Personal background/CV
My academic background is from the University of Oslo and the
University of Cambridge. My thesis was The Thematic Function of
the Social Structure in Shakespeare´s Plays, submitted in 1973.
After leaving University, my work experience is connected to
primary and secondary education, first as a teacher. For a spell in
the 80´s I was involved in union work at county and national level.

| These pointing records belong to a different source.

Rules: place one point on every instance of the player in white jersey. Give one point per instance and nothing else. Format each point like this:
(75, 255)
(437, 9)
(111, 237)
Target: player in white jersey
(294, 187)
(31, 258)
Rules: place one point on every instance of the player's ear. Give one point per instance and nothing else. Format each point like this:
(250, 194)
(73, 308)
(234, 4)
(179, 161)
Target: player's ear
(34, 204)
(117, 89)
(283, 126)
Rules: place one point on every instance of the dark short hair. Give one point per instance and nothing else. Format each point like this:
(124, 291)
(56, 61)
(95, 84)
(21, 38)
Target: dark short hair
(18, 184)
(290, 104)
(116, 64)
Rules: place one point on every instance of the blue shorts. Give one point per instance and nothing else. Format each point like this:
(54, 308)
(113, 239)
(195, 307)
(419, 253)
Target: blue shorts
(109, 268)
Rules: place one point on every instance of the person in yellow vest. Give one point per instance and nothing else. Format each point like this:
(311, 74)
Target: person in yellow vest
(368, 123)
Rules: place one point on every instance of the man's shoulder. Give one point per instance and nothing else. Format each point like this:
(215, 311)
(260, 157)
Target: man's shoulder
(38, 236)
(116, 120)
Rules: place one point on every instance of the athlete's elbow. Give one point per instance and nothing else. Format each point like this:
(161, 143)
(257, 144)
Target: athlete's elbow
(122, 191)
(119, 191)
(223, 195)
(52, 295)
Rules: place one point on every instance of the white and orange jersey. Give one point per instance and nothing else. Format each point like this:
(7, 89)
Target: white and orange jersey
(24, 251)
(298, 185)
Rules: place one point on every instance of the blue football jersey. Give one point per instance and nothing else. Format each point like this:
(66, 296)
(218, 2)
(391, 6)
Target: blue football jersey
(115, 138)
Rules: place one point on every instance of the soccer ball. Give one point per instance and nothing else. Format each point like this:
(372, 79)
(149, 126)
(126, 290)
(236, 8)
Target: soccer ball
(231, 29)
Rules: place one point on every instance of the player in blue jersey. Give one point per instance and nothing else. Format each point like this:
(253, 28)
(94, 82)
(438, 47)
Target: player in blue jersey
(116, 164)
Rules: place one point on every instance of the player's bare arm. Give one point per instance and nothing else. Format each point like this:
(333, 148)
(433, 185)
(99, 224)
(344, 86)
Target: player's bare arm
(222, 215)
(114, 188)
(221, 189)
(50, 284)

The last 20 years I have been the principal of a middle sized
secondary school, project leader and finally adviser for the Director
of Secondary Education in The County of Nordland. Being heavily
involved in school development from the 80s, I have written heaps of
papers on various aspects of education. The last 8 years of my
professional career, I wrote documents to be presented at the
political assembly of the County of Nordland.
My road to Cunda
I met Saliha Paker way back in 1970 when both of us were studying
in Cambridge. Finally, I visited Saliha in Cunda last summer, and
luckily Saliha introduced me to Dear Shameless Death and
Latife Tekin´s universe. Reading the novel while being in Turkey,
talking with the translator of the novel, and meeting the author,
made a stong impact on me.
To my surprise I couldn´t get the novel out of my head. It made
me uneasy until I realized the novel had to be translated into
Norwegian. I tried to figure out whom to contact, and how to get
someone interested in translating Dear Shamless Death. But
living far away from Oslo where the publishing houses are located,
doesn´t make it easy.
Just for the fun of it, I tried to translate the first few
paragraphs into bokmål. I immediately got stuck, and thought the
language of Latife Tekin too difficult to transfer to Norwegian.
However, the text was nagging me until I suddenly realized it
demanded to be translated into nynorsk (New Norwegian). Before I knew
it I had translated the first "chapter".